Dois anos após a intervenção da troika, como vê o sistema de saúde em Portugal?
O nosso sistema de saúde, cuja principal e determinante componente é o Serviço Nacional de Saúde (SNS), atravessa uma grave crise consequente das medidas preconizadas pela troika. O financiamento público da saúde é neste momento dos mais baixos da Europa, e a parte paga pelos cidadãos, das mais altas. Como já tive oportunidade de referir, os tratados da União Europeia e outros documentos de referência a nível europeu inscrevem a obrigação de uma posição cautelar perante o impacto das medidas económicas sobre a saúde. Infelizmente, tal não tem acontecido em Portugal. Estamos perante ameaças preocupantes e elas são consequência das políticas europeias insensíveis às questões da saúde e levantando a suspeição da existência de agendas escondidas.
Acredita que vai ser possível garantir os princípios da universalidade, da cobertura geral e da gratuitidade tendencial no momento da utilização?

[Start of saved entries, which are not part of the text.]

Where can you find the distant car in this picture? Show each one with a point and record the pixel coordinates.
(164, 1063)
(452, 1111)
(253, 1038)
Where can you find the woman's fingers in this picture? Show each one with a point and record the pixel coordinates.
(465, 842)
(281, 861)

Num período de crise e austeridade precisamos de mais e melhor Saúde, o que só é possível com um SNS organizado, moderno, eficiente, acessível. Para mantermos os princípios referidos, temos de conseguir responder a esses desafios, garantindo um financiamento adequado, melhorando a eficiência do serviço, com a participação motivada dos profissionais de saúde. A intervenção dos cidadãos, assumindo que o SNS é património de todos, é um elemento fundamental neste contexto.
A médio prazo, acredita na sustentabilidade do sistema de saúde?
O SNS tem-se destacado pela produção de resultados quantitativa e qualitativamente comparáveis ao que se passa nos países mais desenvolvidos. Em diversas áreas específicas tem sido um exemplo a nível internacional. Temos no entanto de saber fazer opções. Temos de saber se queremos um país com instituições de saúde próprias, eficientes, com prestígio a nível nacional e internacional, ou um país de consumidores de produtos e serviços de saúde disponibilizados por grupos transnacionais para quem os possa adquirir. Não é possível o desenvolvimento económico sem uma população saudável. Mais importante se torna a existência do SNS num período de crise económica e social, com uma parte significativa da população em sofrimento. Nesta conjuntura, é necessário assegurar um adequado nível de Saúde, através de mecanismos de proteção solidária e acesso equitativo aos cuidados e tecnologias, promovendo a coesão social. O SNS será sustentável se todos assumirmos que ele é determinante para a sociedade em termos de desenvolvimento económico e bem-estar da população e decidirmos alocar os recursos que permitam atingir esses objetivos. A completa banalização e “mercadização” do bem Saúde não responde às necessidades da sociedade. Tem provado em vários países não ser eficaz, quer em termos de resultados, quer em gastos com a saúde.
Quais considera serem as prioridades fundamentais do Estado no sistema de saúde?
O desenvolvimento do SNS, principalmente na situação atual, depende em larga medida da capacidade de se combinar sabiamente a proteção da saúde dos portugueses e do SNS, com a melhoria dos aspetos mais críticos do seu funcionamento e com uma forte aposta na inovação e na sua necessária transformação para fazer face aos desafios dos novos tempos. O financiamento adequado feito a um SNS eficiente que preste contas aos seus ”proprietários” é fundamental para a saúde da própria democracia portuguesa.